The facts of the case are that Kwoyelo was abducted as a minor aged 13 years on his way to school. He thus remained in captivity and was forcefully conscripted in the LRA Army where he "rose" to the rank of colonel until 2008 when he was arrested by the Ugandan army in Garamba, DRC Congo. He was detained at the Luzira government prison. The dilemma retorts on the fact that in as much as Kwoyelo is accused of having perpetrated these inhumane crimes, he was also merely a victim of circumstance.

Through the Kwoyelo case, Uganda's judicial activism as a nation is put to test. The case being the first of its kind is a courtesy call for precedence. The case sets a precedent that will be used in dispensation of justice many years to come. The case raises a multifaceted category of issues which include interalia reparations, victims' participation and accountability, when it comes to stakeholders like state actors and witnesses.

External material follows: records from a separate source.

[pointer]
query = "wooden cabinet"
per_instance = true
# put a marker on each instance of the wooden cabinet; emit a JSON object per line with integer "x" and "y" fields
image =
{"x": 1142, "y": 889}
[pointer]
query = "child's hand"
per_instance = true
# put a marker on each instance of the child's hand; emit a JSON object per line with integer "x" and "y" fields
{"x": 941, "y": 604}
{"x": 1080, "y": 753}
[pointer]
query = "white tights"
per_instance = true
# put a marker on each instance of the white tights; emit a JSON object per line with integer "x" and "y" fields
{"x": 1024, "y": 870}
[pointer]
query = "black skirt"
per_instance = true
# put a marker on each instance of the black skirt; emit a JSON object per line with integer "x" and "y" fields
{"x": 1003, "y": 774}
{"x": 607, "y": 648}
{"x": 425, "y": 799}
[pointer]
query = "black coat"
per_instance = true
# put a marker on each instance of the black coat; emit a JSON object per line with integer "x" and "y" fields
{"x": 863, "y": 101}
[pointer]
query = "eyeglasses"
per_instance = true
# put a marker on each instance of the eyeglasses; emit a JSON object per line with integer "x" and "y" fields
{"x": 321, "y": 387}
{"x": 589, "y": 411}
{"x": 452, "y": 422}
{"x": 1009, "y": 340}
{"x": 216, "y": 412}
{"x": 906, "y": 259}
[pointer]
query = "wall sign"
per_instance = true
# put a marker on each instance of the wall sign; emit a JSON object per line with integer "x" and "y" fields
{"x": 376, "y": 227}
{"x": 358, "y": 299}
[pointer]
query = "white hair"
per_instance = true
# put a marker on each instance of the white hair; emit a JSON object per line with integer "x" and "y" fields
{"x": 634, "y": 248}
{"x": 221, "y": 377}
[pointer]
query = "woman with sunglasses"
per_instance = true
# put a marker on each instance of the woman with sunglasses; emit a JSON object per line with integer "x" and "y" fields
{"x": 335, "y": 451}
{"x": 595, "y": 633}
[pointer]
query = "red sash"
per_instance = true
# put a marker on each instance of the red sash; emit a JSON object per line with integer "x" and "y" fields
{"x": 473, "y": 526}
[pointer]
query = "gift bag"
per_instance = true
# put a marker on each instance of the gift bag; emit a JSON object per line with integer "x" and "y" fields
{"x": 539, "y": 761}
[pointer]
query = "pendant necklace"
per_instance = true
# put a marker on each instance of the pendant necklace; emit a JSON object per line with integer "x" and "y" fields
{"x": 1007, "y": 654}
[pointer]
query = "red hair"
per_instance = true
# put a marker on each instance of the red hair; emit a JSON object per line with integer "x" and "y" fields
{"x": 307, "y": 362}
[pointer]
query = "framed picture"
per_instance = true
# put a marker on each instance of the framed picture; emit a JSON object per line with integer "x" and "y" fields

The case espouses customary law aspects and transitional justice mechanisms for retributive Justice.  Among the Acholi, there is the mato oput method, which has gained notoriety and has been used in solving and settling disputes among the Acholi people. Infact a faction of the Acholi people want the transitional justice mechanism of mato oput to be used to try Kwoyelo instead of a full trial.

Transitional justice mechanisms, however, raise ripples because the nature of crimes allegedly perpetrated by the accused are crimes against humanity, therefore, the mechanisms may easily raise the issue of criminal accountability. The purpose of the criminal justice system is to deter, effectuate retribution, punish and rehabilitate a criminal.

However, suffice to note is that the African criminal Justice system does not give space for rehabilitation, save for a few circumstances. Thus an argument may arise that there is a need to pursue accountability for the criminal aspects of the case.

Consequently, it also illustrates and effectuates the doctrine of complementarity. The preamble of the Rome Statute emphasises the complementary role of the International Criminal Court to criminal jurisdictions. Article 17 of the Rome Statute hinges on a state's ability and ultimately inability and willingness to investigate and prosecute international criminal offences. The fact that the pre-trial is taking place in Gulu, Uganda, exhibits the growth of the judicial system as a whole.

In conclusion, considering the fact that this an unexplored avenue in our jurisprudence, it is important to closely monitor the Kwoyelo case with utmost precision because it rests on an intricate balance as many stakeholders are involved. The case in my opinion raises "a tale of two cities" with the doctrine of complementarity at hand. It also opens up a Pandora's Box of lots of expectations.